The project will be done in collaboration with Northwestern Memorial Hospital, Childrens Memorial Hospital, and
Evanston Northwestern Healthcare, three leading hospitals that together are responsible for the healthcare of more
than a million lives in the greater Chicago area. The PI team includes IT faculty with expertise in computational
biology, high-performance parallel computing, scalable algorithms, data warehousing, data mining, and scientific
data management, together with researchers from genetic medicine and life sciences, and bioinformatics researchers
and practitioners from the above-mentioned hospitals. The project will be based on real data gathered from a number
of consenting patients with a broad spectrum of disease histories.
Broader Impact: The proposed research will have the following broader impacts: It will lead to novel approaches
in individualized application of drugs and therapies, and prevention of diseases, a problem of national importance.

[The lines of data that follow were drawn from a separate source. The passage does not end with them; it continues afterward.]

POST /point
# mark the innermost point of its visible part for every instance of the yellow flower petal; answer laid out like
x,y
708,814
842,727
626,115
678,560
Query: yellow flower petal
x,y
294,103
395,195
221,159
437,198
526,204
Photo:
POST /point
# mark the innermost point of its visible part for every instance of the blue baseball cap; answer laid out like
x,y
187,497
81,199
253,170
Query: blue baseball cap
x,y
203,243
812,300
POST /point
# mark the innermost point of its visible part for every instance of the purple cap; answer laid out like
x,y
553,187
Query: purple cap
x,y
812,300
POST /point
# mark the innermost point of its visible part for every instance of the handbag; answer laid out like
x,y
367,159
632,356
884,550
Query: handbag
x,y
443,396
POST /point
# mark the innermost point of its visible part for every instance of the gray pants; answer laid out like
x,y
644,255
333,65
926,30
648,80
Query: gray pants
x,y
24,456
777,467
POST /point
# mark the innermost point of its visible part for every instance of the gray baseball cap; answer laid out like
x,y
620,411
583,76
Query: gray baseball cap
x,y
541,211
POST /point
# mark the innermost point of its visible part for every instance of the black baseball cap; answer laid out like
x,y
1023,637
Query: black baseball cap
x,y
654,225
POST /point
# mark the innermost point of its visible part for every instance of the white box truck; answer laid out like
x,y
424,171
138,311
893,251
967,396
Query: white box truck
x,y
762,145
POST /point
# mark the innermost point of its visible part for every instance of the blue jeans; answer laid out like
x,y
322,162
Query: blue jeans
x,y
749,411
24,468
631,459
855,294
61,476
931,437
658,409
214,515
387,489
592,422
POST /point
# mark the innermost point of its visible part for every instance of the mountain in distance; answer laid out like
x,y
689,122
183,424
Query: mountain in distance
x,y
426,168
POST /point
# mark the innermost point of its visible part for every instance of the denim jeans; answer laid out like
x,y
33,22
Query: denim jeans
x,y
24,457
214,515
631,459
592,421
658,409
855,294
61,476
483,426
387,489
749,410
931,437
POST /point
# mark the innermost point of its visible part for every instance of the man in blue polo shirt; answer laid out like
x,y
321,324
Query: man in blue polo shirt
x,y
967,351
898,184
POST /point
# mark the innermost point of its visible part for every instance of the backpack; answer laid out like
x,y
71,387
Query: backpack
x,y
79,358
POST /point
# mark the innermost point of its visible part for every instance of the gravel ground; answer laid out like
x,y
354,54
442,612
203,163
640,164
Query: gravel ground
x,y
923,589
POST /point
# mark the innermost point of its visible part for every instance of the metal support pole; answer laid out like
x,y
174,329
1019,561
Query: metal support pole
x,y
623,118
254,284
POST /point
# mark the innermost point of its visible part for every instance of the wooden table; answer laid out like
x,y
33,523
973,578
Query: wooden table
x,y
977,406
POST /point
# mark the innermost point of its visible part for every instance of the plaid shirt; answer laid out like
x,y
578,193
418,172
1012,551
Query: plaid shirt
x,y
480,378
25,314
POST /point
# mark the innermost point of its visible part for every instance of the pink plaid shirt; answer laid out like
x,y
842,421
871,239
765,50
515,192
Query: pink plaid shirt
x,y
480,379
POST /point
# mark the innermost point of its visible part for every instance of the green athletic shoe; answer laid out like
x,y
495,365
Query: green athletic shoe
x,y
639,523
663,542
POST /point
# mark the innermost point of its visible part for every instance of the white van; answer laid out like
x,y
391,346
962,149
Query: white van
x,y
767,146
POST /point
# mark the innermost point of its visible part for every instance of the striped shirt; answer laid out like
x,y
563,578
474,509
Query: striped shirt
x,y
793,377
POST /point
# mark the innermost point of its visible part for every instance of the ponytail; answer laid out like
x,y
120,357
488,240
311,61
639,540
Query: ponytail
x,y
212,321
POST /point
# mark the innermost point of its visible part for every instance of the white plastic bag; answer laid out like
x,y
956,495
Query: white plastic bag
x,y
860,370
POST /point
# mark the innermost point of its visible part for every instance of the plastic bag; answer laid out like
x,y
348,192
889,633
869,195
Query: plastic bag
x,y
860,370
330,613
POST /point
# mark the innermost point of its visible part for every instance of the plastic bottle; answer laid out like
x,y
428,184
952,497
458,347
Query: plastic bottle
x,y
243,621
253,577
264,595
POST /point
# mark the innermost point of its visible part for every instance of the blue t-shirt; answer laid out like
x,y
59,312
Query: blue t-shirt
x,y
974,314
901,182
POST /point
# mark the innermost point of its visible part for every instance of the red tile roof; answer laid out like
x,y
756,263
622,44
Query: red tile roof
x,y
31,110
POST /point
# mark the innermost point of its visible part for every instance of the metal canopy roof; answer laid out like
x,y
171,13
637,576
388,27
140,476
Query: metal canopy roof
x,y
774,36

Furthermore, this could dramatically reduce the side-effects and increase the efficacy of drugs by stratifying patients
based on genotypic predictors. Adverse side-effects is a documented problem in medicine, resulting in further
illnesses and deaths1, and delaying “correct” treatment. This project will have significant impact on IT in two ways –
through the development of high-performance data warehousing, mining and algorithmic techniques for each
individual type of life sciences data, and through the development and effective application of integrating strategies
to mine such varied data in the computationally and data intensive application of Genetic Medicine. This project
also strengthens interdisciplinary research by bringing information technology to the emerging field of Genetic
Medicine and bringing IT based research in life-sciences to practice of medicine and healthcare. All faculty PIs have
a record of working with women and minority students and postdoctoral associates. This project will involve them
in a significant number. Furthermore, the PIs have developed interdisciplinary degree programs in bioinformatics
and computational biology at Northwestern and Iowa State and will incorporate results from this research into those
programs. They are also engaged in outreach and other educational activities to area schools and health-care
providers. Such outreach and educational activities will be a specific goal of this project.
1
Adverse drug reaction may rank as the fifth leading cause of death in the USA. (from: L. Mancinelly, “Pharmacogenomics: The Promise of
Personalized Medicine,” AAPS PharmSci 2000;2(1).